Nevertheless, there is a great awareness of Catalonia’s pro-independence movement, as over 80 per cent of respondents in all countries have heard about it. Only the UK and Holland have a lower score (77 per cent), but it is still a very high percentage. The highest figure is Portugal’s (95 per cent), followed by Italy (90 per cent), with Belgium and Germany following at 83 per cent. Besides being well-known, Catalonia’s separatist movement is regarded as a problem by all countries and most of them perceive it as a serious problem, particularly in the two nations where people are the most sympathetic to Madrid’s position: Portugal and Poland. A majority of respondents in Italy, Holland, the UK and Sweden believe this is not a very serious issue.

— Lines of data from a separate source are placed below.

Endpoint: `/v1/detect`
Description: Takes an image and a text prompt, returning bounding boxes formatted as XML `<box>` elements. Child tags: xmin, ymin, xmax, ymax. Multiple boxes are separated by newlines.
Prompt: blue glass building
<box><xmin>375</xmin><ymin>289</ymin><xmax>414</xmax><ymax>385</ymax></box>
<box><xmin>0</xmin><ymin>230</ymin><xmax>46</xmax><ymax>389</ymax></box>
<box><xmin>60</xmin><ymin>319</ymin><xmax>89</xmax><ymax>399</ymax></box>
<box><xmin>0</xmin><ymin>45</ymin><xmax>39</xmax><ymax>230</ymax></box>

Most Europeans would not endorse the independence of a region, with the Portuguese, the Italians, the Polish and the Germans showing the strongest disapproval. In Belgium, Walloons have a more negative attitude than the Flemish, where only 40 per cent would oppose it (60 per cent in Wallonia). On the political future of Catalonia in ten years’ time, most Europeans are certain that Catalonia will remain a part of Spain and nearly two thirds of respondents (63 per cent) believe things will stay as they are. This view is even more widespread among the Portuguese, the Italians, the British and the Polish. Even most people in Flanders adhere to it.